C’est le processus d’adhésion le plus long qui ait été engagé par l’Union Européenne, et il semble plus que jamais compromis. Jeudi, le Parlement européen a demandé le gel des négociations avec la Turquie dans une résolution non contraignante mais symbolique, évoquant la répression « disproportionnée » qui sévit depuis plusieurs mois dans le pays. Vendredi, le président Recep Tayyip Erdogan a réagi en menaçant d’ouvrir les frontières turques pour laisser passer les migrants vers l’Europe, frappant le dernier coup d’une partie de ping-pong entamée il y a plusieurs mois. Retour sur les raisons d’une crispation mutuelle.
- Un coup d’Etat avorté et de multiples avertissements
Le 15 juillet, une partie de l’armée turque, hostile au président Erdogan, tentait un coup d’Etat, interrompant la circulation sur les ponts traversant le Bosphore et investissant le siège de la télévision publique. Dès le lendemain, le gouvernement évoquait une situation « totalement sous contrôle », déclenchant l’état d’urgence et multipliant les arrestations de militaires. Au fil des semaines, puis des mois, ces interpellations se sont étendues à toutes les catégories de la population, prenant des airs de purge : accusés de collaborer avec l’ancien prédicateur Fethullah Gülen, commanditaire de la tentative de putsch selon Ankara, plus de 36.000 personnes ont été arrêtées. Parmi elles figurent notamment des journalistes, des magistrats, des policiers et des professeurs.

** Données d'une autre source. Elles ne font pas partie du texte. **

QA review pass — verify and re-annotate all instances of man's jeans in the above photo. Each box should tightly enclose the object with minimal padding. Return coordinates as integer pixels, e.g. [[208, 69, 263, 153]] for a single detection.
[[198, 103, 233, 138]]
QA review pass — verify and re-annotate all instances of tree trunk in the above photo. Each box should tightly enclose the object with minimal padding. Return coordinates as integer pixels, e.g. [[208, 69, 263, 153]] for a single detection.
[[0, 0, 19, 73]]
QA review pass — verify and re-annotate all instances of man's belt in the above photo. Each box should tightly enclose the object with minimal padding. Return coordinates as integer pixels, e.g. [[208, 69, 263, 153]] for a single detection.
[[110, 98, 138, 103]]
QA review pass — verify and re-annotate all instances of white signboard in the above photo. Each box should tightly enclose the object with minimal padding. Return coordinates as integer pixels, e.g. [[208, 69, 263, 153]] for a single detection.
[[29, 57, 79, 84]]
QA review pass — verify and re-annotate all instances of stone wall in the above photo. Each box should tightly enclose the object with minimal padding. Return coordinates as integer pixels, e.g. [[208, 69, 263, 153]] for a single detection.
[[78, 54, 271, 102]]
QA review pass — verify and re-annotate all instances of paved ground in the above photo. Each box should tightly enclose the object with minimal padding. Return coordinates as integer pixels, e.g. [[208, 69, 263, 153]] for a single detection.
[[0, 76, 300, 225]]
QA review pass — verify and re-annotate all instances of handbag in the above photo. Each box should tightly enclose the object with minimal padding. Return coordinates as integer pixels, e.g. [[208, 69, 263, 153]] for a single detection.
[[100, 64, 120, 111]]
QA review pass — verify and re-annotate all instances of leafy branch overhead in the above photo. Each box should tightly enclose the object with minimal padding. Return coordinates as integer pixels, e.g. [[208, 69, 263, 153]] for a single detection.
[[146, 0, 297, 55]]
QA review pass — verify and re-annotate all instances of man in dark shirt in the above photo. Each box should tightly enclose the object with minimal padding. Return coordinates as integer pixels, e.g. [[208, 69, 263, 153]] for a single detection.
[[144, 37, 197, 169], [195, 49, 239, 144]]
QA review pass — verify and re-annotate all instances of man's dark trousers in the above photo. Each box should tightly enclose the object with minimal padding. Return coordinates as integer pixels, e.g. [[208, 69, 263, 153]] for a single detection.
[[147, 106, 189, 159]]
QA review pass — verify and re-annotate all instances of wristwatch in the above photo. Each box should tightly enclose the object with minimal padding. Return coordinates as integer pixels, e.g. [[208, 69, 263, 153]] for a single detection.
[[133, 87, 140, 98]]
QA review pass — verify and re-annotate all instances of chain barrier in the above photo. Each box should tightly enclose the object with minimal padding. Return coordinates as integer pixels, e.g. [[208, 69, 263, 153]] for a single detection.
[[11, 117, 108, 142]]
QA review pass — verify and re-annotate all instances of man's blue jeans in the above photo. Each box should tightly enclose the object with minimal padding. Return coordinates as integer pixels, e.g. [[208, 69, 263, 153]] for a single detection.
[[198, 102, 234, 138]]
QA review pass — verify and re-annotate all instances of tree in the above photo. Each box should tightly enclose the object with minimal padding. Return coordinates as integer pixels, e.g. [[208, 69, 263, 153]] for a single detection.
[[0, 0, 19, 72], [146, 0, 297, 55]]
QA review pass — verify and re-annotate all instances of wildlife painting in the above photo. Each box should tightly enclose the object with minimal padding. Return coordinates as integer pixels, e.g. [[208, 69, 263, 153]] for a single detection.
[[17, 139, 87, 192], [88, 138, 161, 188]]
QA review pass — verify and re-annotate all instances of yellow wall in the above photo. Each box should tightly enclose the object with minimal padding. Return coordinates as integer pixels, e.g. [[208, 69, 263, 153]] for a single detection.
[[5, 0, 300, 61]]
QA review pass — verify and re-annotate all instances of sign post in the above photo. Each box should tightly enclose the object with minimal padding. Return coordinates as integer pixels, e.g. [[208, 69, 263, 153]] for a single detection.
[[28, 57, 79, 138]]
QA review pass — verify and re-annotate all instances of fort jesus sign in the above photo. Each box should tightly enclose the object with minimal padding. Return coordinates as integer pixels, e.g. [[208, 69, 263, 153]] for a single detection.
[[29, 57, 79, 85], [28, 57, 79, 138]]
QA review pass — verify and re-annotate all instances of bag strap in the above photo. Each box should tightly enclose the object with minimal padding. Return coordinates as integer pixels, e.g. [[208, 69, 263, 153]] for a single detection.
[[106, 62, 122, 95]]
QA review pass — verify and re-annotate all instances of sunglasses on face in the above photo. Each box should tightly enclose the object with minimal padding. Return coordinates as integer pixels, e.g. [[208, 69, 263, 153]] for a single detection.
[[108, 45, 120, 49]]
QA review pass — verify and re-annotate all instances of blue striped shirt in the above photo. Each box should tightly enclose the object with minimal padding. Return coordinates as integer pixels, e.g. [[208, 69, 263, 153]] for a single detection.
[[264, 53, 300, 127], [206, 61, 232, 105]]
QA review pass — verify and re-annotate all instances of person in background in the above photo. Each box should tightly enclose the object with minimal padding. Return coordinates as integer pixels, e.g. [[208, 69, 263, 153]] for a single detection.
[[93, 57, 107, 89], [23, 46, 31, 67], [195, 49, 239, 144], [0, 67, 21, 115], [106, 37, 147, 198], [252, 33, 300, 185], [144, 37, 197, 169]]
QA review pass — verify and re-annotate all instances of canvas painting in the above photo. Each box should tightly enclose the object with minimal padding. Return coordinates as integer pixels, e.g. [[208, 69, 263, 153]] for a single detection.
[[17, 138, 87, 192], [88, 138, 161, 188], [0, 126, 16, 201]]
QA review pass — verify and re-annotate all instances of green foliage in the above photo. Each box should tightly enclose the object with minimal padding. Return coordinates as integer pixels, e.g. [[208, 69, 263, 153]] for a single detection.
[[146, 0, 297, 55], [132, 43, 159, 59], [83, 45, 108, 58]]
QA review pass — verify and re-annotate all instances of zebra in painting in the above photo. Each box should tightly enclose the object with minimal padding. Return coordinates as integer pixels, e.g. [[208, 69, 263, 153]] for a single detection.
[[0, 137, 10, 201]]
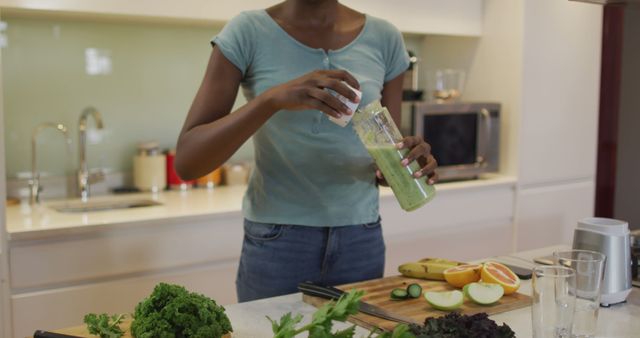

« Presque quotidiennement, de nouvelles mesures sont prises (en Turquie, ndlr), qui sont contraires à un mode d’action respectant l’Etat de droit et qui ne respectent pas la nécessité de la proportionnalité », déclarait dès le 20 juillet Steffen Seibert, porte-parole d’Angela Merkel. « Il ne fait aucun doute que ces mesures sont profondément préoccupantes. » Depuis, l’Union Européenne et ses membres sont passés de l’inquiétude aux avertissements.
Symbole de cette crispation : la promesse d’une exemption de visa pour les citoyens turcs, prévue par l’accord sur les migrants signé en mars et toujours en suspens, malgré les demandes répétées d’Ankara. Interrogés sur le sujet, plusieurs dirigeants européens n’ont pas caché leurs inquiétudes quant à la purge exercée par le régime. « Un fossé chaque jour plus profond se creuse avec la Turquie », confiait le président du parlement européen Martin Schulz à Mediapart, en novembre. Dans un rapport publié la semaine dernière, et rejeté en bloc par le régime de Recep Tayyip Erdogan, la Commission européenne critiquait le « retour en arrière » de la Turquie en matière de liberté d’expression et de respect de l’Etat de droit.